In a time when conspiracy theories and scientific myths are propagated for political gain, the need to defend facts is more urgently felt than ever. What’s more, as NRDC’s Health program makes clear, people’s lives depend on access to accurate information. Fedinick focuses mainly on two areas, drinking water quality and ways to evaluate the potential hazards of chemicals in our environment—areas where the Trump administration has already tried to cut corners.
Unlike her NRDC colleagues challenging the Trump agenda in courtrooms and on Capitol Hill, Fedinick crafts resistance mostly behind the scenes through her rigorous research. Her comprehensive studies form the backbone of reports like the May 2017 Threats on Tap paper, which exposed the proliferation of contaminants in drinking water systems across the United States.
“These studies help illustrate the power of data to inform national discussions and provide easily accessible resources for everyday people interested in learning more about the state of their drinking water, enabling all of us, even in a time of rampant misinformation, to have facts at our fingertips,” she says.
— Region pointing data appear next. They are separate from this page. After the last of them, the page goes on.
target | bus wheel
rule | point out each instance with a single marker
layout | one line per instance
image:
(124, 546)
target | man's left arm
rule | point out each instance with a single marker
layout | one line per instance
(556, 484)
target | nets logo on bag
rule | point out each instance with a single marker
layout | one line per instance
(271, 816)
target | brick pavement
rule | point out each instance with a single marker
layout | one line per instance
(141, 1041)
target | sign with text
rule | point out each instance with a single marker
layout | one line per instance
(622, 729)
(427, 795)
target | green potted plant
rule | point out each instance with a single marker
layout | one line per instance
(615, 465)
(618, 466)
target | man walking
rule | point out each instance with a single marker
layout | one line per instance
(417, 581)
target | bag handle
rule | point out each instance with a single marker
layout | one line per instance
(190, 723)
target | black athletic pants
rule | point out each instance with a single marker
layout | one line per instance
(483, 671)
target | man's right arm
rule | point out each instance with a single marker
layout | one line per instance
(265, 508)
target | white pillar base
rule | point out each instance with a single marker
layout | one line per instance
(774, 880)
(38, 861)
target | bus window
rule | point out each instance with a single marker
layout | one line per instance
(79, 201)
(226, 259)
What’s more, in the Trump age, these studies support the efforts of NRDC’s attorneys to fend off Trump’s environmental assaults. For example, through her work for another analysis, What’s in Your Water? Flint and Beyond, Fedinick provided an important backdrop for NRDC’s legal challenge—and eventual victory—to secure safe drinking water in the Michigan city. The report mapped the extensive lead-related issues plaguing drinking water systems across the United States, while outlining EPA violations and the agency’s record of enforcement—or lack thereof.
“It’s really an honor and a privilege to be in a position to ensure that the truth can come to light,” she says.